Weber: Der eigentliche Konflikt wird ein Wertekonflikt sein. Es geht um das Ringen von autoritären Staaten und von freiheitlichen Demokratien. Es braucht keine prophetische Gabe, um vorherzusagen, dass Taiwan ganz schnell zur Ukraine Asiens werden kann. Wer sich die Entwicklungen der vergangenen Jahre in Hongkong anschaut, der weiß, worum es geht. Deshalb müssen wir differenzieren. Es gib Bereiche, in denen wir die Abhängigkeit reduzieren müssen. Und es gibt Bereiche, in denen wir eng zusammenarbeiten müssen, etwa beim Thema Klimaschutz. Aber es gibt eben auch Felder, auf denen China ein echter Gegner ist, und das ist das Feld der Wertesysteme. Dieser Wettbewerb der Werte wird angeführt durch die zwei großen Mächte China und USA.
Und was ist mit Europa?
Weber: Es ist tragisch, dass bei der Aufzählung der großen Mächte Europa heute nicht vorkommt. Wirtschaftlich können wir ohne Probleme mithalten, wir sind der größte Binnenmarkt der Welt – vor den Chinesen, vor den Amerikanern. Aber es gelingt uns nicht, uns politisch zu verständigen. Europa muss sich fit machen für die Welt, in der wir morgen leben werden. Die EU muss das Prinzip der Einstimmigkeit abschaffen. Sie braucht eine abgestimmte China-Politik. Dass wir nicht einmal ein Grundkonzept haben, in dem festgeschrieben ist, wie wir unsere Beziehungen gegenüber Peking gestalten wollen, ist ein Ausdruck dieser Hilflosigkeit. Außerdem müssen wir eine Verteidigungsgemeinschaft aufbauen, Europa muss auch militärisch ein ernst zu nehmender Faktor werden. Wenn Russland uns zeigt, dass Krieg auf europäischem Boden wieder möglich ist, muss Europa bei der Verteidigung enger zusammenstehen.

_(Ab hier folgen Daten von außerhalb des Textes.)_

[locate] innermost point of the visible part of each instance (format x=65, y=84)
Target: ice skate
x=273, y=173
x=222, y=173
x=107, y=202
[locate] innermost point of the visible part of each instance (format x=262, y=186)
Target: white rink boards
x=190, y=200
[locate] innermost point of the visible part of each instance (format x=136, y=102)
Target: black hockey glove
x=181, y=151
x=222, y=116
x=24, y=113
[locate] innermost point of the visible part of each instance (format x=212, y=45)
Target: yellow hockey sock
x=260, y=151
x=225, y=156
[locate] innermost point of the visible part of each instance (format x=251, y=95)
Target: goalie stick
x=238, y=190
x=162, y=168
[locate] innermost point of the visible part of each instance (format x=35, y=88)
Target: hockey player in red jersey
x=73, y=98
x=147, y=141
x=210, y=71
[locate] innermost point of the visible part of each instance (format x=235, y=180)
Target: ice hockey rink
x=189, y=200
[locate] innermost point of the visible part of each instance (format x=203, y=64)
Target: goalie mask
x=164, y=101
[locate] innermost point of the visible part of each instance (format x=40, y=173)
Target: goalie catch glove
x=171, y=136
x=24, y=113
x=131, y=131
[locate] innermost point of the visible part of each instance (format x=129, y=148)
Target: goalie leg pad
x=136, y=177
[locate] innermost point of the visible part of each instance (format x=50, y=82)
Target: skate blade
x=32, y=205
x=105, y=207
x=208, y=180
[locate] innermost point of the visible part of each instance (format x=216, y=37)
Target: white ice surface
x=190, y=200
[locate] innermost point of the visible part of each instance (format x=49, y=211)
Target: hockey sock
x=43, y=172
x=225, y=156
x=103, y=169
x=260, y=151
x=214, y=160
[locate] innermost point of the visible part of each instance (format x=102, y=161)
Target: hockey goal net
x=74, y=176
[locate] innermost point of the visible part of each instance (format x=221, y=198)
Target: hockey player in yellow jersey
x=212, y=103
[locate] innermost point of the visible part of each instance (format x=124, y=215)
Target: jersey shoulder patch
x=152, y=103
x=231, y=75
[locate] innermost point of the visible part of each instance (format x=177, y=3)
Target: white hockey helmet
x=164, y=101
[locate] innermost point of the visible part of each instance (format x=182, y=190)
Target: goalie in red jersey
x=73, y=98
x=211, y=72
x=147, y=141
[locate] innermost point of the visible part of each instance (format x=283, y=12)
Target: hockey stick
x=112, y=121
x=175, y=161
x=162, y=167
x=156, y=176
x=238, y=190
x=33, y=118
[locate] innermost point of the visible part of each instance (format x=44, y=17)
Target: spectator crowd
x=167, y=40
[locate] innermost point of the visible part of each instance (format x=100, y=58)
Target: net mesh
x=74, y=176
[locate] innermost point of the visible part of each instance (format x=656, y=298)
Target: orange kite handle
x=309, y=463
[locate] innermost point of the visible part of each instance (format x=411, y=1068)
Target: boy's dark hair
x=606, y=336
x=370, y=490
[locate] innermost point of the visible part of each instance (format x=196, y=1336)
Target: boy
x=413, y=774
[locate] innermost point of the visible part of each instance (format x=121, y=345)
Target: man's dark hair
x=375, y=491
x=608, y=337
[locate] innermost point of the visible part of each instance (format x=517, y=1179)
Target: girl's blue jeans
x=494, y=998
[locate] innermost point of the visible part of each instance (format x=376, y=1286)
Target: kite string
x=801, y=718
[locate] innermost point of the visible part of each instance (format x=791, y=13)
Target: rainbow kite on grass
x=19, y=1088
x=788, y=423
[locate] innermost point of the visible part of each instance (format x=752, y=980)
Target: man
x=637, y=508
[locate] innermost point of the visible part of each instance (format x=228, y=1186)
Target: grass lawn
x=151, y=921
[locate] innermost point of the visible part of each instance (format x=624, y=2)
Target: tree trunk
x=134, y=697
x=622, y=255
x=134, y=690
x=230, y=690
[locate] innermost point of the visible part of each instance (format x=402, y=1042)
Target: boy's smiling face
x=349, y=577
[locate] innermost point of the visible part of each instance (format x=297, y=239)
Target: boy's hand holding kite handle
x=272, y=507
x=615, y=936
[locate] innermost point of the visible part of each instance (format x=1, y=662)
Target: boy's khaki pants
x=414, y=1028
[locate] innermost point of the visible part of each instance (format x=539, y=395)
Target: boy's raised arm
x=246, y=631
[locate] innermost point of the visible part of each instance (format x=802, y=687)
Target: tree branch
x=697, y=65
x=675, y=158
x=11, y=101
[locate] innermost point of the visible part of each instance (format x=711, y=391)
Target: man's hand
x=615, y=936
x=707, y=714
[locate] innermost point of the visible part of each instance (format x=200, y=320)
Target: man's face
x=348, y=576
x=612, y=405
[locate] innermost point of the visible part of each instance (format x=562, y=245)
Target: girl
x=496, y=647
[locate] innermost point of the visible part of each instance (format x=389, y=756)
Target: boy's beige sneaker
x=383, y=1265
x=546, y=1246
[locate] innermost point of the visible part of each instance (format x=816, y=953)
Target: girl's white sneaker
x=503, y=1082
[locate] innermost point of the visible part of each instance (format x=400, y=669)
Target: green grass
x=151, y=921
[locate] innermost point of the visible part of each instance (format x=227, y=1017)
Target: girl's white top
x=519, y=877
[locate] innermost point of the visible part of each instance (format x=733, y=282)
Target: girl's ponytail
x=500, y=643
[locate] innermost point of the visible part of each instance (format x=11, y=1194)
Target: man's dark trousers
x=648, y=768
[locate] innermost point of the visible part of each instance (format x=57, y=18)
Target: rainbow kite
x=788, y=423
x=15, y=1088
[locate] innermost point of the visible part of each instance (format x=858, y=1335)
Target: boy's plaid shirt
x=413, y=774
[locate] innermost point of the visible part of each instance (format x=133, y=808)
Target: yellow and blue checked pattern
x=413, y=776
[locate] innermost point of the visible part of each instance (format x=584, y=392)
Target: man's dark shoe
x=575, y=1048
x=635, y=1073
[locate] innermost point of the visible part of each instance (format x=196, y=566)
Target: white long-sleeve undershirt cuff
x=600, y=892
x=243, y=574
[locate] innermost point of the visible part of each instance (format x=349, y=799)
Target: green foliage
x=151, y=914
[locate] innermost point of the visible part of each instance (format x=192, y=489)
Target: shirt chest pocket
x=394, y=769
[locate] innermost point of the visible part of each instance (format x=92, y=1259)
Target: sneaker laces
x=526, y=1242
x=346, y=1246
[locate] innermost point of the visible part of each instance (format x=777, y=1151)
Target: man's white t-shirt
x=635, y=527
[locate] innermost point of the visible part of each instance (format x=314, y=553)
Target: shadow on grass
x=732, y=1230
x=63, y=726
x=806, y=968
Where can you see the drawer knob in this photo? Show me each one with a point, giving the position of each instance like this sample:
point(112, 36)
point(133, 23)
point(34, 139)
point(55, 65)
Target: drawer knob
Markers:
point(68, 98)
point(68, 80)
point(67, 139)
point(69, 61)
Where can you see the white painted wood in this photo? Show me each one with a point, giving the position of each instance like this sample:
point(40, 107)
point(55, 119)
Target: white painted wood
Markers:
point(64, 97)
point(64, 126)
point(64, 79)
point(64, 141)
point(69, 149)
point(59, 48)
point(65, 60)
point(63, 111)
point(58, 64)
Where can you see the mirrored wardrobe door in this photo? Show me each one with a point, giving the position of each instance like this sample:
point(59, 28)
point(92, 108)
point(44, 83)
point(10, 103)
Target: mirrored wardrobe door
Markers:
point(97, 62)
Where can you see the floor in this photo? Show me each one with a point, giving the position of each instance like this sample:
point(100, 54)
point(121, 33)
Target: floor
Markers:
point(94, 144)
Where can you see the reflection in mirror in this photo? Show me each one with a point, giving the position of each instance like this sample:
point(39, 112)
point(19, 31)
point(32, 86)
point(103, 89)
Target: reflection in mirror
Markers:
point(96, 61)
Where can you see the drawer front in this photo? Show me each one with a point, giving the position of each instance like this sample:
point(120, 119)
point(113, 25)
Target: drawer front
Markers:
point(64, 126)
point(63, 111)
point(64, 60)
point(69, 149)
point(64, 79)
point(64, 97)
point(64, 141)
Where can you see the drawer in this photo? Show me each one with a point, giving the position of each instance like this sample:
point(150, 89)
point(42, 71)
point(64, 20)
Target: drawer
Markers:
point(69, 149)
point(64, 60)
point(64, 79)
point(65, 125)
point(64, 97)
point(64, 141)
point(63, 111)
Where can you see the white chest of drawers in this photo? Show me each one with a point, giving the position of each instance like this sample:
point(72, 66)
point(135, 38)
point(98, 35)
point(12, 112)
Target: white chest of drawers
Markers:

Wie realistisch ist das? Ist Europa nicht längst erschöpft vom ständigen Krisen-Modus?
Weber: Gerade in Krisen hat Europa immer wieder gezeigt, dass es die Kraft hat, zusammenzustehen. Mit dem Corona-Wiederaufbauplan ist es uns etwa gelungen, in Europa wirtschaftlich wieder durchzustarten. In diesem Jahr ist es uns trotz unserer Vielstimmigkeit gelungen, sieben Sanktionspakete gegen Russland auf den Weg zu bringen. Wichtig ist für die Zukunft, dass wir nicht mehr nur reagieren, sondern agieren. Wir dürfen nicht abwarten, was die Zukunft uns bringt, sondern wir müssen die Zukunft gestalten. Und dazu müssen wir jetzt Strukturen verändern. Das ist eine klare Aufforderung an Bundeskanzler Olaf Scholz und Präsident Emmanuel Macron: Berlin und Paris müssen hier vorangehen und für den nächsten EU-Gipfel konkrete Beschlüsse vorbereiten. Wann, wenn nicht jetzt?
Zur Person: Manfred Weber, 50, ist Vorsitzender der Europäischen Volkspartei (EVP) und damit als Chef der europäischen Christdemokraten einer der mächtigsten Politiker in Brüssel . Seit 2015 ist der Niederbayer zudem stellvertretender Parteivorsitzender der CSU.